Standing 6’4 tall with a heart for lending a helping hand, Geoff is a volunteer that stands out at BaptistCare HopeStreet Port Kembla.

Geoff didn’t start his journey here voluntarily however, after being his father’s carer for eight years, he was placed on work for the dole.

“With my medical history, issues with my heart and cancer and all that, I thought I would go on a disability pension, but they put me on the dole and placed me at BaptistCare HopeStreet Port Kembla three and a half years ago.”

Over the years, Geoff has had the opportunity to build strong relationships and connections at HopeStreet. He’s also had some time to reflect on the views he once held and the differences between himself and those he feels privileged to serve.

“You always drive past but I’d never been in and didn’t know what people did. There’s a stigma where people don’t know what the hell goes on, right? Like me, I didn’t know what went on here,” said Geoff.

“It really was an eye opener. At first, you’re conscious of the people off the street, but they’re just decent people. I went in and started getting to know everyone and I thought, this is alright,” said Geoff.

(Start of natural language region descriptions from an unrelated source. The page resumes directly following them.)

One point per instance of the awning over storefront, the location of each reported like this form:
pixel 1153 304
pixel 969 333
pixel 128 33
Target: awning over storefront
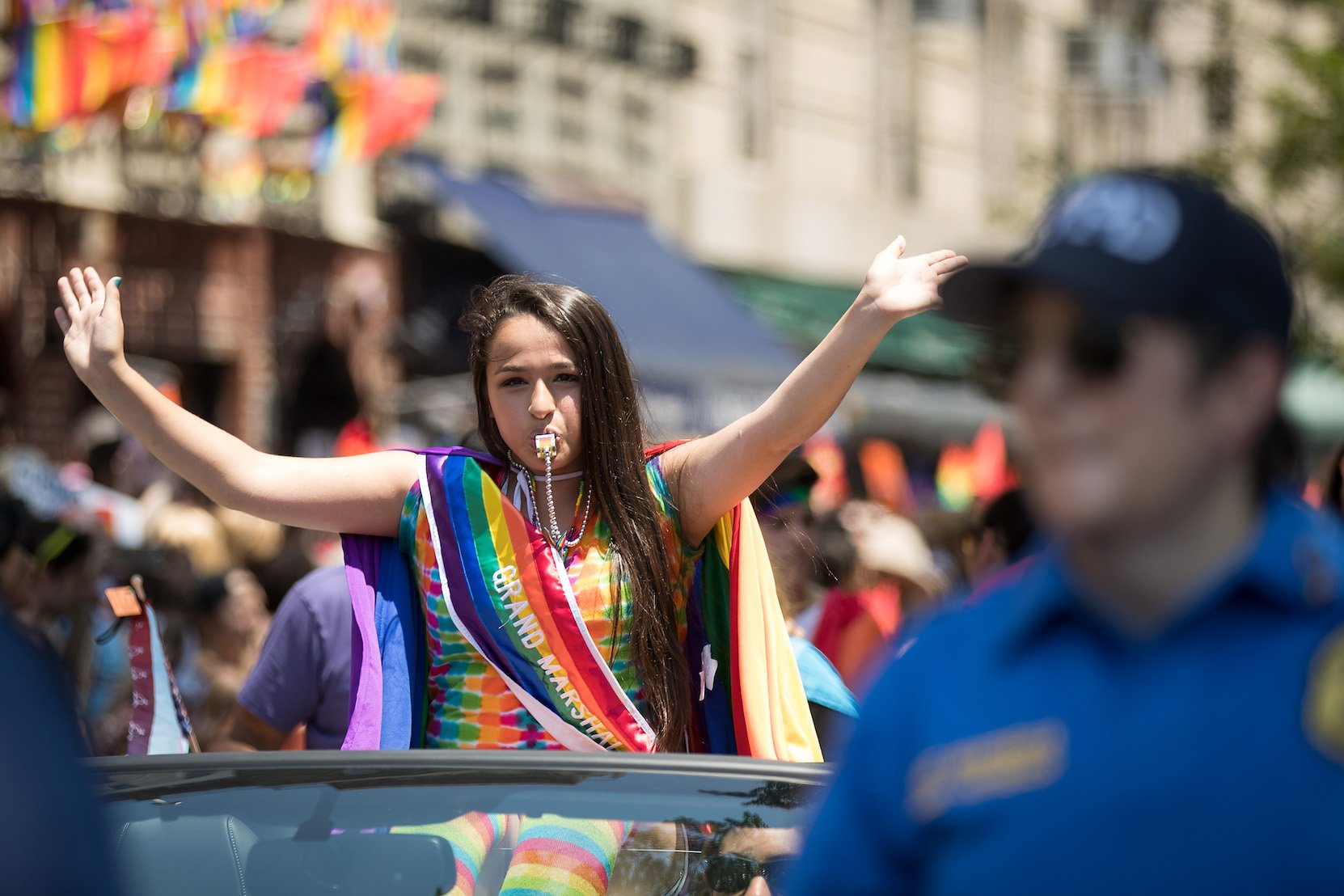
pixel 804 312
pixel 700 357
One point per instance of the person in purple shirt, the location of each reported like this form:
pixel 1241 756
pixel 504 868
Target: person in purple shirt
pixel 302 674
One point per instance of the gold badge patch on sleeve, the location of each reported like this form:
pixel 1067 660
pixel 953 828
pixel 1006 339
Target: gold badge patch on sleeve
pixel 1323 711
pixel 1000 763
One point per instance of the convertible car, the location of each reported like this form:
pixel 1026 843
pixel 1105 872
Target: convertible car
pixel 436 822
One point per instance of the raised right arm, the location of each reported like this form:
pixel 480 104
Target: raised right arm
pixel 336 495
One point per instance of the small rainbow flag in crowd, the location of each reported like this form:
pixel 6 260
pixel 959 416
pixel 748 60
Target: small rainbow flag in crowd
pixel 978 471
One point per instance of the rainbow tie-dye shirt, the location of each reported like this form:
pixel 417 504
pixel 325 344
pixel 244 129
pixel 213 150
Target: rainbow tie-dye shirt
pixel 469 704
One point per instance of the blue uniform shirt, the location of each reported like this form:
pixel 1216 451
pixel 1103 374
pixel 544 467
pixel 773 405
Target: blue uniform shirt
pixel 1021 746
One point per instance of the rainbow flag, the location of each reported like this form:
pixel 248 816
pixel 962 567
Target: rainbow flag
pixel 374 113
pixel 71 66
pixel 249 87
pixel 511 598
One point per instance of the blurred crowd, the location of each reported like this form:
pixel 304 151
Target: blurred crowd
pixel 850 575
pixel 71 530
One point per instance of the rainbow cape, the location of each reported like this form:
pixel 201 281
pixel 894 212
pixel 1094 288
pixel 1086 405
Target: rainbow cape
pixel 511 598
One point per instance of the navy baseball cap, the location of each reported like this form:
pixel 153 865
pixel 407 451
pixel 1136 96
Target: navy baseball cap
pixel 1140 243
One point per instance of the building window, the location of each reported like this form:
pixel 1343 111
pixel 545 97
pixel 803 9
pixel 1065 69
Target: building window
pixel 1220 75
pixel 949 10
pixel 556 20
pixel 480 11
pixel 627 38
pixel 750 104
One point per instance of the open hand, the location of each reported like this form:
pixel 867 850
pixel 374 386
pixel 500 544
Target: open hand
pixel 91 319
pixel 903 286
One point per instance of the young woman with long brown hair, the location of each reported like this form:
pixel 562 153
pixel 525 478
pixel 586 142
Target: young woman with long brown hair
pixel 552 578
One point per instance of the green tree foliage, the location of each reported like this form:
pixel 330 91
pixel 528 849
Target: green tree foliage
pixel 1305 154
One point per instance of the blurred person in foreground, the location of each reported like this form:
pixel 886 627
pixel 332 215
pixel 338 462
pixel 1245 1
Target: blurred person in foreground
pixel 1155 703
pixel 302 674
pixel 53 839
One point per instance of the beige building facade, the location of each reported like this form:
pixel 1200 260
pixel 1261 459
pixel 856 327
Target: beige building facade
pixel 816 130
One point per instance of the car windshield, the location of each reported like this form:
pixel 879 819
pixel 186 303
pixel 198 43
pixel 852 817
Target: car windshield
pixel 454 822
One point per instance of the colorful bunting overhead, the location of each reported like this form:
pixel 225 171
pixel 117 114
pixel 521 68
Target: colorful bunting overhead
pixel 69 67
pixel 375 113
pixel 247 87
pixel 210 58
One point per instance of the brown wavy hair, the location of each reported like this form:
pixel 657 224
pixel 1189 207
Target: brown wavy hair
pixel 613 457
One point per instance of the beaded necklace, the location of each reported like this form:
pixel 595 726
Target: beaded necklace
pixel 564 543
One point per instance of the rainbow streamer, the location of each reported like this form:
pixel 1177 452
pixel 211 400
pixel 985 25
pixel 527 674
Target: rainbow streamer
pixel 70 67
pixel 247 87
pixel 374 115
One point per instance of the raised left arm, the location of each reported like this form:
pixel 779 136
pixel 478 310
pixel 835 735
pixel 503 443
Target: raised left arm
pixel 712 475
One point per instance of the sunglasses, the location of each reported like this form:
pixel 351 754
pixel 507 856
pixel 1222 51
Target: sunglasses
pixel 731 873
pixel 1094 353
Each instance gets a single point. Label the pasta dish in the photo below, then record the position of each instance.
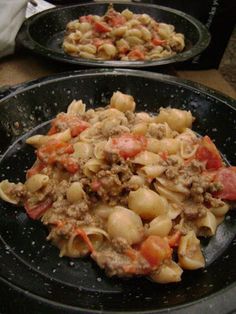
(121, 36)
(132, 190)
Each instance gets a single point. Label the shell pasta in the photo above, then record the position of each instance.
(121, 36)
(134, 191)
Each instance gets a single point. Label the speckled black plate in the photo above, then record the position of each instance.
(30, 268)
(43, 33)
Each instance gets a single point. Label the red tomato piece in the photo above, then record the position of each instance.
(78, 128)
(35, 169)
(129, 145)
(158, 42)
(86, 18)
(49, 152)
(155, 250)
(101, 27)
(36, 211)
(227, 177)
(136, 54)
(208, 152)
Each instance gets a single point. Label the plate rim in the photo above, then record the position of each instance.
(24, 37)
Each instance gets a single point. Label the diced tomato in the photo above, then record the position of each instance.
(158, 42)
(69, 163)
(49, 152)
(78, 128)
(208, 152)
(95, 185)
(174, 239)
(155, 250)
(35, 169)
(123, 49)
(129, 145)
(101, 27)
(227, 177)
(86, 18)
(117, 20)
(164, 155)
(36, 211)
(85, 238)
(136, 54)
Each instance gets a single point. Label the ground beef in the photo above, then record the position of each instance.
(119, 264)
(172, 172)
(213, 202)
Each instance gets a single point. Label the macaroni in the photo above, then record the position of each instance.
(126, 188)
(121, 36)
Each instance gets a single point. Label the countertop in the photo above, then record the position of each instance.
(22, 67)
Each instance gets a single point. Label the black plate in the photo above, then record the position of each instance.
(31, 267)
(43, 33)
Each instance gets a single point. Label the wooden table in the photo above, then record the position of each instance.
(23, 67)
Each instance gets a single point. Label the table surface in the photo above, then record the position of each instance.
(23, 66)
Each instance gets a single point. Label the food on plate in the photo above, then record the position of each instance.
(123, 36)
(132, 190)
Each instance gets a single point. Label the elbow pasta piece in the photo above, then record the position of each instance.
(178, 120)
(122, 102)
(39, 140)
(136, 182)
(220, 211)
(92, 166)
(160, 226)
(152, 171)
(168, 272)
(75, 192)
(5, 192)
(104, 210)
(129, 188)
(146, 203)
(146, 158)
(171, 196)
(170, 185)
(132, 226)
(207, 225)
(82, 150)
(189, 252)
(76, 107)
(140, 128)
(127, 14)
(36, 182)
(107, 51)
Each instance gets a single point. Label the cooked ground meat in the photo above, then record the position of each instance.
(193, 211)
(120, 265)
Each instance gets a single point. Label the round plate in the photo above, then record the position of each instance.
(30, 266)
(43, 33)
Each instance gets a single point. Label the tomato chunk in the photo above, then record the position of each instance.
(86, 18)
(49, 152)
(35, 169)
(101, 27)
(129, 145)
(208, 152)
(136, 54)
(158, 42)
(36, 211)
(227, 177)
(155, 250)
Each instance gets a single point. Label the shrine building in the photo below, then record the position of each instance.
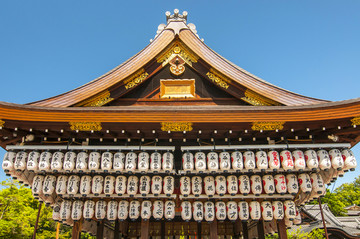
(178, 142)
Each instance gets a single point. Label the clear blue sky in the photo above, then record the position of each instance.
(310, 47)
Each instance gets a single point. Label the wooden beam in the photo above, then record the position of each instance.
(245, 230)
(100, 230)
(260, 227)
(213, 230)
(145, 229)
(76, 230)
(282, 229)
(37, 220)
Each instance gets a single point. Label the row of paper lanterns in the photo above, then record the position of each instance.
(297, 159)
(196, 185)
(158, 209)
(212, 161)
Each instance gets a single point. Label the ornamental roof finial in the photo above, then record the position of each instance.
(176, 16)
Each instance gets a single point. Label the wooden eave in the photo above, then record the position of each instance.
(239, 78)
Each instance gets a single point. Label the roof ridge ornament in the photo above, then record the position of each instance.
(176, 16)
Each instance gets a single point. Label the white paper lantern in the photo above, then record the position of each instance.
(209, 211)
(130, 162)
(280, 184)
(100, 210)
(232, 210)
(61, 184)
(305, 183)
(299, 160)
(112, 210)
(132, 186)
(337, 161)
(89, 209)
(69, 161)
(198, 211)
(220, 185)
(186, 212)
(20, 161)
(200, 162)
(290, 208)
(185, 186)
(256, 185)
(261, 160)
(232, 185)
(244, 213)
(155, 162)
(255, 212)
(81, 161)
(244, 184)
(123, 210)
(287, 161)
(143, 162)
(106, 161)
(349, 160)
(274, 160)
(158, 209)
(188, 161)
(237, 160)
(37, 185)
(267, 211)
(8, 162)
(97, 185)
(56, 212)
(44, 162)
(144, 187)
(278, 209)
(169, 185)
(119, 162)
(168, 162)
(77, 209)
(73, 185)
(65, 210)
(169, 212)
(225, 163)
(212, 161)
(209, 185)
(85, 185)
(292, 184)
(146, 210)
(249, 160)
(120, 185)
(57, 161)
(196, 185)
(220, 209)
(109, 185)
(32, 162)
(324, 159)
(317, 184)
(311, 159)
(156, 185)
(49, 185)
(269, 184)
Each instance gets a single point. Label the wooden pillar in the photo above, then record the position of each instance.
(76, 230)
(213, 230)
(37, 220)
(261, 232)
(100, 230)
(145, 228)
(322, 217)
(282, 229)
(245, 230)
(117, 230)
(199, 231)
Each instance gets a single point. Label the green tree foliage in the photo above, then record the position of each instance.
(18, 212)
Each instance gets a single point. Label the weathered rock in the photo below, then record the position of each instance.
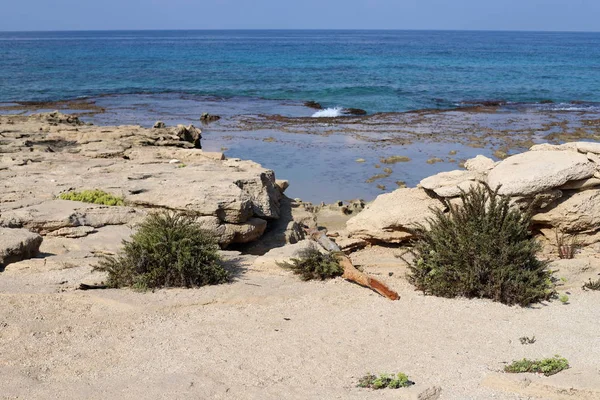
(282, 185)
(450, 184)
(390, 217)
(249, 231)
(480, 164)
(73, 232)
(206, 117)
(575, 213)
(539, 200)
(536, 171)
(582, 184)
(189, 134)
(554, 147)
(272, 259)
(17, 245)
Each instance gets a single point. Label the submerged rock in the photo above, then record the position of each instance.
(535, 171)
(189, 134)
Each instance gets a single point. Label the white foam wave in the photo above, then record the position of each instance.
(329, 113)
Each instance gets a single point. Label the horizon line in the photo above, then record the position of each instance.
(300, 29)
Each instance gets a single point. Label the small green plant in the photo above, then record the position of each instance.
(480, 248)
(390, 381)
(168, 250)
(564, 298)
(93, 196)
(566, 246)
(312, 264)
(591, 285)
(527, 340)
(546, 366)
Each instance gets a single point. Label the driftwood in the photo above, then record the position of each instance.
(350, 272)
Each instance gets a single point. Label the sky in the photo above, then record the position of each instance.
(545, 15)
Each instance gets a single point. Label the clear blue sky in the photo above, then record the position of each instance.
(555, 15)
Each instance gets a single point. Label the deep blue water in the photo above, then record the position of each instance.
(373, 70)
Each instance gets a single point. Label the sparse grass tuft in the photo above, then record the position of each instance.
(93, 196)
(480, 248)
(168, 250)
(546, 366)
(312, 264)
(383, 381)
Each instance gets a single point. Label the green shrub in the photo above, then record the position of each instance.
(481, 248)
(383, 381)
(312, 264)
(168, 250)
(93, 196)
(546, 366)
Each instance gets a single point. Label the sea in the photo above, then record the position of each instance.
(139, 77)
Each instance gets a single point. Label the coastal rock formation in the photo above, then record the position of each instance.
(560, 181)
(17, 245)
(535, 171)
(390, 217)
(450, 184)
(40, 160)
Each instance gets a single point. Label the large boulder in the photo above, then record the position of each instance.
(536, 171)
(17, 245)
(391, 216)
(576, 213)
(451, 184)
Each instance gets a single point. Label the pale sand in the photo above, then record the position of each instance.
(234, 341)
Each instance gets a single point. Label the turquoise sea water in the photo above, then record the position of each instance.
(372, 70)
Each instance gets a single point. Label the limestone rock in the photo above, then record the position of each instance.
(17, 245)
(576, 213)
(554, 147)
(189, 134)
(582, 184)
(480, 164)
(535, 171)
(390, 216)
(54, 215)
(587, 147)
(450, 184)
(283, 254)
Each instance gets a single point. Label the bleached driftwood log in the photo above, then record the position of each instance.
(350, 272)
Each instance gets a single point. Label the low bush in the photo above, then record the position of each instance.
(168, 250)
(546, 366)
(312, 264)
(384, 381)
(480, 248)
(93, 196)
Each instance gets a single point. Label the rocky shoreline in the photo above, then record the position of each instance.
(48, 246)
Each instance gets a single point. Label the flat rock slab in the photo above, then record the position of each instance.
(17, 245)
(391, 216)
(452, 183)
(535, 171)
(578, 212)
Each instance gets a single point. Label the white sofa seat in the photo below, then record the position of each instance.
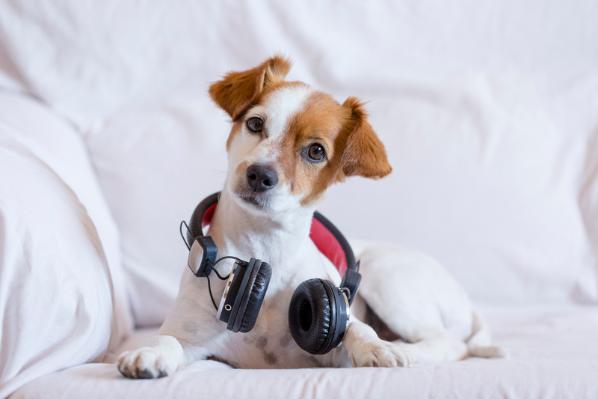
(552, 355)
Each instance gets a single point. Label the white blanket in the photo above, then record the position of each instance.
(552, 355)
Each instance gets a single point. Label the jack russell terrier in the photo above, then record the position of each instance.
(287, 145)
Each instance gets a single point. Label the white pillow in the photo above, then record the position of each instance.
(155, 163)
(62, 299)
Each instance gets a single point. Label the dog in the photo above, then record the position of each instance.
(288, 144)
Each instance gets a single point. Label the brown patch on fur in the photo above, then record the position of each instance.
(365, 154)
(352, 146)
(320, 121)
(239, 90)
(233, 132)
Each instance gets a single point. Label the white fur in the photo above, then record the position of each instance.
(413, 294)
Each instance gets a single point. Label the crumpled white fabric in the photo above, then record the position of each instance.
(62, 298)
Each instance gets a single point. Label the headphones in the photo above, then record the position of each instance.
(318, 312)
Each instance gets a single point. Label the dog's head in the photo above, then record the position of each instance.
(289, 142)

Geoff is delighted to be a key part of the HopeStreet team delivering non-judgemental support to those in need. “On a daily basis I see help happening with no judgement attached and I feel good that I can help. Like going through clothes and helping them find something if they need it, toiletries and stuff like that.”

“I notice the difference in myself in understanding who they are. I’ve had everything in my life available to me. Then you see people do it real tough. I got a better start in life. Others got the wrong side of the street. And their lives are different because of that.”

During his role as his father’s carer over eight years, Geoff experienced isolation and a lack of community connection. Without HopeStreet, Geoff would not have social connection and friendships he depends on today.

“When I turned 66 and accessed the pension, I asked Di [HopeStreet Manager] if I can still work here and she said yes. I do that for myself. If I didn’t work here I would really miss it, the people here.”

“Everyone gets to know you and they love to talk to you. I feel I’m very much part of a community. I live in Port Kembla, so I go to the shops, the newsagent, a local cafe. Every time I walk down the street one of our clients will say, “How are you going today, Geoff? What’s for lunch?”

People are open and very friendly with me.”

After an extensive amount of planning and preparation, BaptistCare HopeStreet Port Kembla held its official opening at its new location at 27-29 Wentworth Street in Port Kembla on Friday 23 October.

The recent move has opened doors and created pathways for community members experiencing food insecurity and income disruption due to the pandemic, as well as existing clients who live on the margins every day.

Geoff confirms there are many new faces and more convenience in the location. “It’s more accessible here in town, and it’s a very nice place. There’s more room and it’s more practical now, we’re all together in one space, the kitchen is not separated from the eating areas,” said Geoff.

“More people now know about it. Some people just come once or twice a week, they feel more relaxed to be here connecting during a time of isolation and disconnect. It gives them a place to come for a meal, or to pick up food and vegetables that we give away.”

BaptistCare HopeStreet Port Kembla, formerly known as Darcy House in its old location on Old Port Road, has been providing hope to the Port Kembla community since 2006.